Aggiornare le infrastrutture di prossimità e a scala urbana, riscrivere in sostanza nuove gerarchie.
Dare finalmente attuazione al sistema del verde, ai percorsi pedonali e ciclabili, che stentano ad essere realizzati.
Il PUMS, si è ribadito, va attuato e sostenuto, per una mobilità più sicura a salvaguardia della salute e dello spazio pubblico.
La trasformazione del vecchio tracciato urbano delle FAL in metrotranvia è una opportunità da non perdere, su cui bisogna lavorare. Oltre a potenziare e integrare l’offerta di trasporto pubblico locale, diventa l’occasione per rigenerare ambiti urbani disconnessi (lottizzazione Quadrifoglio). Con la nuova stazione centrale a Serra Rifusa (magari trasferendo la pensilina Boeri) si avrebbe la possibilità di ridefinire il ruolo e dare funzionalità alla piattaforma di interscambio modale.
Va migliorata la qualità progettuale dell’ente locale, per questo è necessario riacquistare fiducia nei concorsi d’idee ed esecutivi a livello regionale, nazionale e internazionale.
Naturalmente la qualificazione professionale e l’aggiornamento culturale continuo deve essere richiesta anche ai professionisti che operano alla costruzione quotidiana della città.

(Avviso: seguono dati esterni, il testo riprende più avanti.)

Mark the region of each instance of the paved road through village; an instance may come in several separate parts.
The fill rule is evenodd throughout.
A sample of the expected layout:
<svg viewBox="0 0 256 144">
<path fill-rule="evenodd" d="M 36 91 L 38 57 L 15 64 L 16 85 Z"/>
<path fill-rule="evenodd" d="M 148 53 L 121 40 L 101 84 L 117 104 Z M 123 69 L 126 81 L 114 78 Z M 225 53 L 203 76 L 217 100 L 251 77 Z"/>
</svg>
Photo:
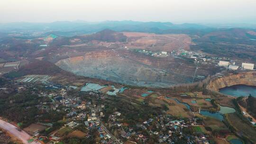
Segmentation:
<svg viewBox="0 0 256 144">
<path fill-rule="evenodd" d="M 0 127 L 9 132 L 10 134 L 15 136 L 22 142 L 25 144 L 41 144 L 38 142 L 33 142 L 30 143 L 27 142 L 27 140 L 32 137 L 25 131 L 22 130 L 19 131 L 17 129 L 17 127 L 9 123 L 2 119 L 0 119 Z"/>
</svg>

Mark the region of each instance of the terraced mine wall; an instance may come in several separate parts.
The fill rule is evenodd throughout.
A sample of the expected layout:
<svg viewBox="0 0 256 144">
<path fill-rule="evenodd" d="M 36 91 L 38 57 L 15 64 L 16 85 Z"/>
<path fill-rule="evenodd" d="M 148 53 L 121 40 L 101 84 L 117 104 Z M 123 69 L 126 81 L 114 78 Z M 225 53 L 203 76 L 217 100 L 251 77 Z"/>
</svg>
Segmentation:
<svg viewBox="0 0 256 144">
<path fill-rule="evenodd" d="M 215 78 L 210 81 L 208 89 L 219 91 L 219 90 L 227 86 L 237 84 L 256 86 L 256 72 L 230 73 L 221 78 Z"/>
</svg>

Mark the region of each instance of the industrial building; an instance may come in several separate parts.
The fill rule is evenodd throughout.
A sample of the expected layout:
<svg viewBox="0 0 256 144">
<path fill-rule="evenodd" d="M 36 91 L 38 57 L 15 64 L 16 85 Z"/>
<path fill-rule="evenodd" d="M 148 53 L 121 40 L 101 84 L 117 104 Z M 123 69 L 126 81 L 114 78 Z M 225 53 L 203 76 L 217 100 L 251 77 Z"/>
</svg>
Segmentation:
<svg viewBox="0 0 256 144">
<path fill-rule="evenodd" d="M 228 67 L 229 65 L 229 62 L 227 61 L 219 61 L 219 62 L 218 65 L 219 66 Z"/>
<path fill-rule="evenodd" d="M 237 70 L 239 66 L 237 65 L 229 65 L 229 69 L 232 70 Z"/>
<path fill-rule="evenodd" d="M 242 63 L 242 68 L 246 70 L 253 70 L 254 64 L 243 63 Z"/>
<path fill-rule="evenodd" d="M 99 90 L 106 87 L 106 86 L 101 86 L 96 83 L 87 83 L 86 85 L 81 89 L 81 91 L 98 91 Z"/>
</svg>

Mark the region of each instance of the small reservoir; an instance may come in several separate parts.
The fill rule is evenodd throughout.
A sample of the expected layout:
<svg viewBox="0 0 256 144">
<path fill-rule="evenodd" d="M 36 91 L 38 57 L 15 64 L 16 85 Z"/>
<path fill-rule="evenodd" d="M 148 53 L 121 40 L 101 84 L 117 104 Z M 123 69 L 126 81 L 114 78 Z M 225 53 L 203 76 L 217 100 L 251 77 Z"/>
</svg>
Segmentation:
<svg viewBox="0 0 256 144">
<path fill-rule="evenodd" d="M 256 86 L 242 84 L 234 85 L 220 89 L 219 92 L 235 97 L 247 97 L 250 94 L 254 97 L 256 97 Z"/>
</svg>

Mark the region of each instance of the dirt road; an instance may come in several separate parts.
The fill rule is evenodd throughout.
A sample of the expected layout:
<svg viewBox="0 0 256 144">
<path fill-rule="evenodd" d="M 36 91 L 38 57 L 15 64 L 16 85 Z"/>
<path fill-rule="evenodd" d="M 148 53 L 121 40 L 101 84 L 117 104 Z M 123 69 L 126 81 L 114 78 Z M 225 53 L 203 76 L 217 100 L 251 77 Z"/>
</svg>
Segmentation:
<svg viewBox="0 0 256 144">
<path fill-rule="evenodd" d="M 0 119 L 0 127 L 13 135 L 18 139 L 20 140 L 25 144 L 40 144 L 38 142 L 33 142 L 29 143 L 27 140 L 31 138 L 31 136 L 24 131 L 19 131 L 17 127 Z"/>
</svg>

Non poteva mancare, in conclusione, una breve riflessione sul destino dell’ex area della Barilla. Alla domanda per quale ragione una impresa acquista un’area dismessa sapendo che l’area è sottoposta a vincoli di trasformazione ben precisi, la risposta è abbastanza scontata, perché spera di cambiare la destinazione d’uso dell’area.
Ma la domanda che tutti i cittadini si pongono è per quale ragione l’area non è stata acquistata dall’Ente locale. La storia urbanistica della nostra città è piena di progetti in variante agli strumenti urbanistici dalle grandi aspettative (da Renzo Piano a Boeri, dal Social Housing al Centro per le Arti Bianche… ). Il lascito di questi progetti è abbastanza noto: spreco di danaro pubblico e grandi guadagni per i soliti “predoni”. La parola chiave non può che essere “risarcimento”, per una fabbrica che ha goduto di agevolazioni urbanistiche, che è durata poco e che ha prodotto dolore nel tessuto
sociale e cesura ambientale.
Il pubblico interesse è restituire al quartiere e alla città il torto subito e il paesaggio negato dall’ex fabbrica.
Le idee possono essere tante. Durante la serata si è fatto cenno ad un esempio di intervento pubblico dal carattere “risarcitorio” contenuto in una tesi di laurea sperimentale promossa dalla nostra facoltà di architettura. Il futuro di quest’area, si è detto, è nelle nostre mani. Non è nelle mani dei privati. Il “risarcimento” è possibile realizzarlo, la volontà politica bipartisan a volte fa miracoli.